Self-Serve Instagram Campaigns Roll Out in AU; China Online Ad Spend Climbs 42%

In this weekly segment, ExchangeWire sums up key industry updates on ad tech from around the Asia-Pacific region – and in this edition: Self-serve Instagram campaigns roll out in AU; China online ad spend climbs 42%; Malaysia's Axiata buys out India's Komli; and IAB CEO urges AU to fix ad fraud.

Self-serve Instagram campaigns roll out in AU

Omnicom Media Group (OMG) said it launched two Instagram self-serve ad campaigns in Australia for two clients, McDonald's and Qantas.

The agency said it had been working with the photo-sharing service to test all available ad formats and functions, adding that further developments in the product offerings and analytics capabilities were expected to be ready in the fourth quarter.

The campaign for McDonald's was the fast food chain's first Instagram self-serve campaign launched outside of North America and featured video ad formats, overlaid with Facebook targeting signals.

Qantas launched its campaign with Mobile App Install ad formats, tapping creative content to encourage downloads and targeting relevant customer groups that would benefit from using its app on Google Android or Apple iOS devices.

OMG said both campaigns had delivered high efficiencies. Paul Shepherd, ANZ managing director for the agency's media acquisition platforms business unit, Accuen, said: "We have seen mass interest from clients across the group on how they can utilise Instagram as part of their digital strategies."

Instagram's ANZ brand development lead, Sophie Blachford, added: "With the Instagram Ads API enabled, this will now help us make ads more relevant to the community, serve more diverse business objectives, and make buying on the platform easier for advertisers."

Blachford noted that tests from the two campaigns provided insights in Instagram advertising, including the use of new action-oriented formats and layering Facebook targeting options such as geolocation by state or custom audience.

China online ad spend climbs 42%

The Chinese online advertising market grew 42.7% in the second quarter of 2015, over the same quarter last year, generating 53.24bn yuan (US$8.69bn) in total transaction value.

Over the previous quarter, the market climbed 33.1%, according to China Internet Watch.

Paid search ads remained the most popular format, accounting for 37.7% of overall transactions in the second quarter. Online video and e-commerce ads contributed 24.6% and 24.8%, respectively, of the total market.

Malaysia's Axiata buys out India's Komli

A subsidiary of Malaysian telco Axiata Group has announced plans to acquire Mumbai-based ad tech firm, Komli Asia, for US$11.25m, in an all-cash deal.

Adknowledge Asia-Pacific said the acquisition would enable the company to "skip past the formative stage" of its expansion plan and increase its presence and business operations in Southeast Asia.

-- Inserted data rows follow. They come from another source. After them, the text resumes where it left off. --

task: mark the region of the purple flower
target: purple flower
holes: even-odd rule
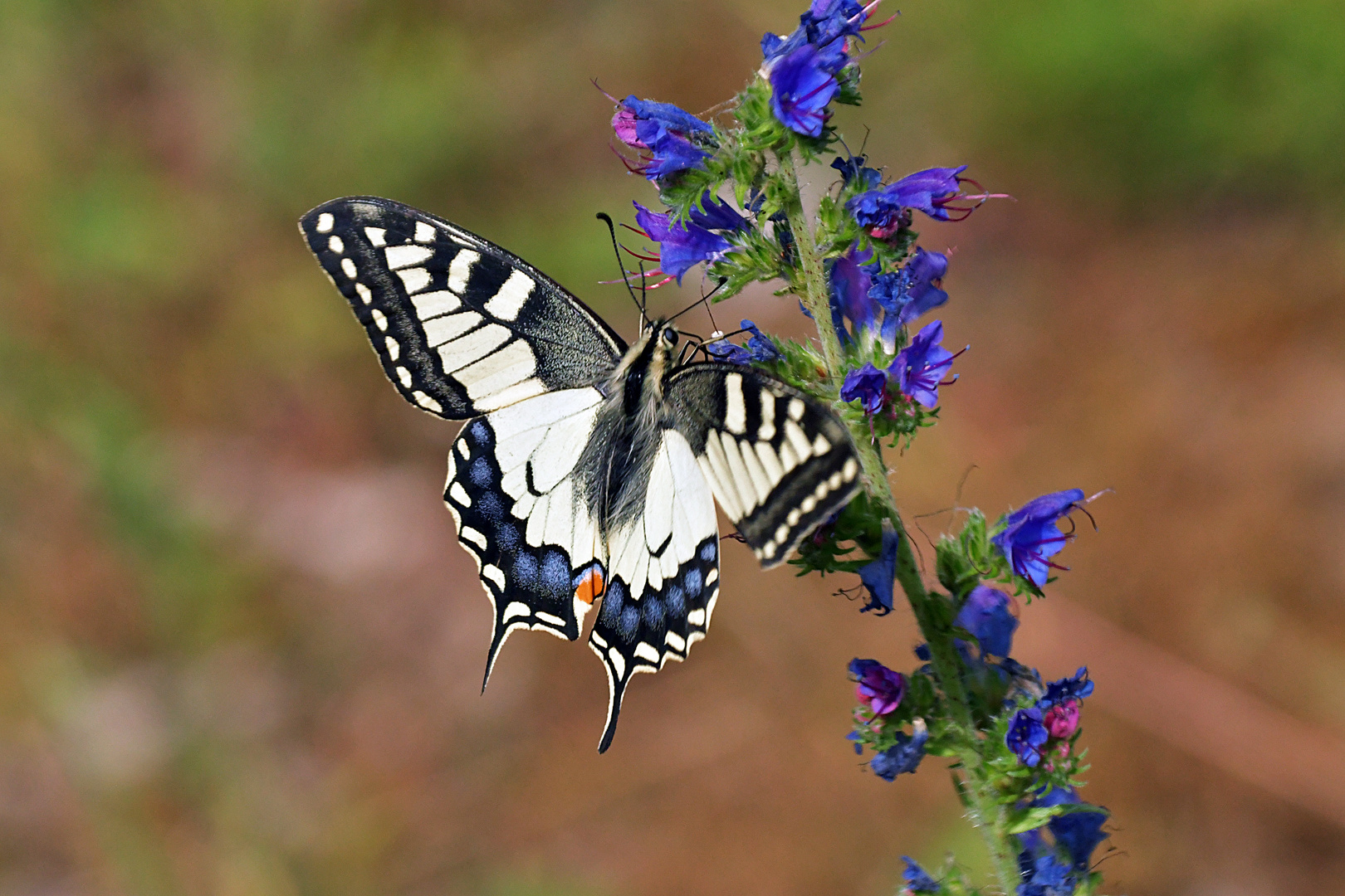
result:
[[[958,611],[956,625],[975,635],[982,654],[1007,657],[1018,619],[1009,611],[1009,595],[999,588],[978,584]]]
[[[1018,865],[1024,865],[1020,856]],[[1025,883],[1018,884],[1018,896],[1071,896],[1075,892],[1075,879],[1069,875],[1069,865],[1065,865],[1054,854],[1037,856],[1024,872]]]
[[[831,160],[831,167],[841,172],[842,184],[849,184],[853,180],[861,189],[873,189],[878,185],[882,175],[878,173],[877,168],[866,168],[863,163],[863,156],[850,156],[849,159],[837,156]]]
[[[873,274],[878,266],[869,259],[872,251],[859,253],[858,246],[850,246],[839,258],[831,259],[827,269],[827,282],[831,287],[831,322],[842,345],[850,343],[845,328],[849,320],[854,325],[854,340],[859,341],[868,330],[877,329],[878,312],[882,306],[870,298]]]
[[[737,212],[733,206],[724,201],[718,196],[713,196],[710,191],[701,193],[701,208],[691,206],[691,223],[698,227],[705,227],[706,230],[729,230],[738,231],[748,228],[748,219]]]
[[[733,249],[733,243],[703,227],[690,222],[674,222],[671,214],[652,212],[640,203],[633,206],[636,223],[659,244],[659,269],[664,274],[677,277],[678,285],[693,265],[717,262]]]
[[[1033,768],[1041,762],[1041,747],[1050,735],[1041,724],[1041,709],[1020,709],[1009,720],[1005,746],[1018,756],[1018,762]]]
[[[859,613],[877,610],[880,617],[892,613],[892,584],[897,578],[897,544],[901,536],[892,523],[882,521],[882,551],[877,560],[859,567],[859,582],[869,590],[869,603]]]
[[[718,339],[713,343],[706,343],[705,351],[721,361],[732,361],[733,364],[765,363],[780,357],[780,349],[776,348],[775,343],[765,333],[757,329],[756,324],[744,320],[742,329],[752,333],[746,347],[734,345],[728,340]]]
[[[882,306],[882,344],[889,352],[898,328],[948,301],[948,293],[939,289],[947,273],[947,255],[917,247],[901,270],[873,278],[869,297]]]
[[[845,375],[845,383],[841,386],[842,402],[858,400],[865,414],[877,414],[886,398],[888,375],[872,363]]]
[[[714,128],[685,109],[668,102],[636,99],[635,95],[617,105],[612,129],[621,142],[650,150],[644,164],[632,168],[650,180],[703,167],[710,153],[697,146],[693,138],[713,140],[714,136]]]
[[[939,892],[939,884],[925,873],[924,868],[916,864],[916,860],[911,858],[911,856],[902,856],[901,861],[907,864],[907,869],[901,872],[901,880],[907,881],[907,889],[912,893]]]
[[[1083,500],[1081,489],[1065,489],[1033,498],[1006,516],[1001,521],[1003,528],[990,541],[1003,552],[1015,575],[1040,588],[1046,583],[1049,568],[1054,566],[1050,557],[1060,553],[1065,541],[1072,537],[1064,535],[1056,521]]]
[[[1033,801],[1034,806],[1077,806],[1083,805],[1079,799],[1079,794],[1075,793],[1072,787],[1056,787],[1045,797],[1040,797]],[[1050,827],[1050,836],[1056,838],[1056,844],[1065,848],[1069,853],[1069,861],[1073,862],[1075,870],[1088,870],[1088,864],[1092,861],[1093,850],[1098,849],[1098,844],[1107,840],[1111,834],[1106,834],[1102,826],[1107,823],[1106,811],[1071,811],[1064,815],[1056,815],[1048,825]]]
[[[901,704],[907,693],[907,677],[877,660],[850,661],[850,676],[855,680],[854,695],[876,716],[885,716]]]
[[[908,208],[917,208],[935,220],[962,220],[971,210],[948,203],[960,195],[962,179],[958,175],[966,169],[966,165],[958,165],[917,171],[886,187],[859,193],[845,207],[877,239],[886,239],[909,223],[905,215]]]
[[[956,357],[939,345],[942,340],[943,321],[931,321],[916,333],[909,345],[897,352],[888,367],[888,373],[897,379],[901,392],[925,407],[939,403],[939,387],[946,386],[943,376]]]
[[[822,136],[827,103],[841,90],[824,62],[806,43],[771,67],[771,111],[785,128],[808,137]]]
[[[896,746],[884,750],[869,760],[869,768],[873,774],[884,780],[892,780],[897,775],[913,772],[920,767],[920,760],[924,759],[924,744],[929,740],[929,732],[920,719],[916,719],[913,731],[915,733],[911,735],[904,731],[898,732]]]
[[[1071,677],[1048,684],[1046,693],[1037,701],[1037,705],[1048,709],[1071,700],[1083,700],[1092,693],[1092,689],[1093,682],[1088,680],[1088,666],[1079,666],[1079,670]]]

"Komli Asia Group brings with it a geographically diversified revenue and provides a strong strategic fit across digital advertising verticals, such as social, video, display, and mobile," Axiata's Adknowledge said. "It also brings in an experienced and deployed talent base of more than 100 sales, ad-ops, and other personnel with a strong reputation in the region [and] deeply entrenched relationships with premium publishers and advertisers."

Komli runs operations in various Southeast Asian markets, including Singapore, Malaysia, Hong Kong, and Thailand, and focuses on performance advertising, digital marketing, social media, and search marketing.

IAB CEO urges AU to fix ad fraud

IAB President and CEO Randall Rothenberg

IAB President and CEO Randall Rothenberg

IAB President and CEO Randall Rothenberg has called upon Australia's digital ad industry to address issues related to ad fraud and break down increasing complexity brought about by mobile.

Providing the comments in the leadup to his keynote at IAB Australia's first Leadership Summit on August 26, Rothenberg pointed to ad fraud and the "wild west" of mobile as the key challenges in the market.

"Ad fraud is a concern for the entire industry and fixing it will involve an industry-wide behavioural change," he said. "Without trust between marketers, publishers, consumers, and the many parties in between, the growth of the Australian digital industry will be weakened."

He underscored the need for open communication and transparency, adding that publishers, marketers, agencies, and ad tech firms must want to work together to resolve these challenges.

The IAB CEO will be presenting on 'Maximising the Promise of Digital Media' at the summit, during which he will address key questions related to viewability, the need to "tame the wild west of mobile", and native advertising.